INSPECTOR DUNBAR TAKES CHARGE
Detective-Inspector Dunbar was admitted by Dr. Cumberly. He was a man of notable height, large-boned, and built gauntly and squarely. His clothes fitted him ill, and through them one seemed to perceive the massive scaffolding of his frame. He had gray hair retiring above a high brow, but worn long and untidily at the back; a wire-like straight-cut mustache, also streaked with gray, which served to accentuate the grimness of his mouth and slightly undershot jaw. A massive head, with tawny, leonine eyes; indeed, altogether a leonine face, and a frame indicative of tremendous nervous energy.
In the entrance lobby he stood for a moment.
“My name is Cumberly,” said the doctor, glancing at the card which the Scotland Yard man had proffered. “I occupy the flat above.”
“Glad to know you, Dr. Cumberly,” replied the detective in a light and not unpleasant voice—and the fierce eyes momentarily grew kindly.
“This—” continued Cumberly, drawing Dunbar forward into the study, “is my friend, Leroux—Henry Leroux, whose name you will know?”
“I have not that pleasure,” replied Dunbar.
“Well,” added Cumberly, “he is a famous novelist, and his flat, unfortunately, has been made the scene of a crime. This is Detective-Inspector Dunbar, who has come to solve our difficulties, Leroux.” He turned to where Exel stood upon the hearth-rug—toying with his monocle. “Mr. John Exel, M. P.”
“Glad to know you, gentlemen,” said Dunbar.
Leroux rose from the armchair in which he had been sitting and stared, drearily, at the newcomer. Exel screwed the monocle into his right eye, and likewise surveyed the detective. Cumberly, taking a tumbler from the bureau, said:—
“A scotch-and-soda, Inspector?”
“It is a suggestion,” said Dunbar, “that, coming from a medical man, appeals.”

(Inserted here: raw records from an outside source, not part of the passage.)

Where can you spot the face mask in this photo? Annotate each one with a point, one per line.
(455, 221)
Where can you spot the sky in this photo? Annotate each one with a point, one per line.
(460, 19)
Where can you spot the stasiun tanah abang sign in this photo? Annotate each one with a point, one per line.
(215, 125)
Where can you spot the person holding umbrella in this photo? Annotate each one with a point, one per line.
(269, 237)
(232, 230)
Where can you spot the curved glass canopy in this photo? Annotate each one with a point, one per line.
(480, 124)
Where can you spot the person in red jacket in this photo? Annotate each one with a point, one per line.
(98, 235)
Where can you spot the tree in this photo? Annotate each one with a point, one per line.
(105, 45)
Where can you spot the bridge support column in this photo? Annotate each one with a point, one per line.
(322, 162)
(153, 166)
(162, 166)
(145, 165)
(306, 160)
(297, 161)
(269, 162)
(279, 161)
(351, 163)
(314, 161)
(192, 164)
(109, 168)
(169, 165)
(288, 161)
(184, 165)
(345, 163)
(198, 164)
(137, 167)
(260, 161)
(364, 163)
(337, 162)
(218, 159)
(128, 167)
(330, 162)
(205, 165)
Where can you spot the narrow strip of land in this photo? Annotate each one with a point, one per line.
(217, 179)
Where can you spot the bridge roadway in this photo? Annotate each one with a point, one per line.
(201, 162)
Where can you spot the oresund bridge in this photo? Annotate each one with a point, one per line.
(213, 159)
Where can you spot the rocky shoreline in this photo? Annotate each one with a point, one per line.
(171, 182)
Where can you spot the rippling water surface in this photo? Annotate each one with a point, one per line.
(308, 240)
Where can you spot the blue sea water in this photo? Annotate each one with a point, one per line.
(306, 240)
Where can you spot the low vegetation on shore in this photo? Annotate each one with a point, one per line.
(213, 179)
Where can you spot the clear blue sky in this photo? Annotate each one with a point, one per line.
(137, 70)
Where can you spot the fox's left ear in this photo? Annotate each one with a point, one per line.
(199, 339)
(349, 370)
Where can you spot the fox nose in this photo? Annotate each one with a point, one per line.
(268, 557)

Whilst the doctor poured out the whisky and squirted the soda into the glass, Inspector Dunbar, standing squarely in the middle of the room, fixed his eyes upon the still form lying in the shadow of the writing-table.
“You will have been called in, doctor,” he said, taking the proffered tumbler, “at the time of the crime?”
“Exactly!” replied Cumberly. “Mr. Leroux ran up to my flat and summoned me to see the woman.”
“What time would that be?”
“Big Ben had just struck the final stroke of twelve when I came out on to the landing.”
“Mr. Leroux would be waiting there for you?”
“He stood in my entrance-lobby whilst I slipped on my dressing-gown, and we came down together.”
“I was entering from the street,” interrupted Exel, “as they were descending from above"...
“You can enter from the street, sir, in a moment,” said Dunbar, holding up his hand. “One witness at a time, if you please.”
Exel shrugged his shoulders and turned slightly, leaning his elbow upon the mantelpiece and flicking off the ash from his cigar.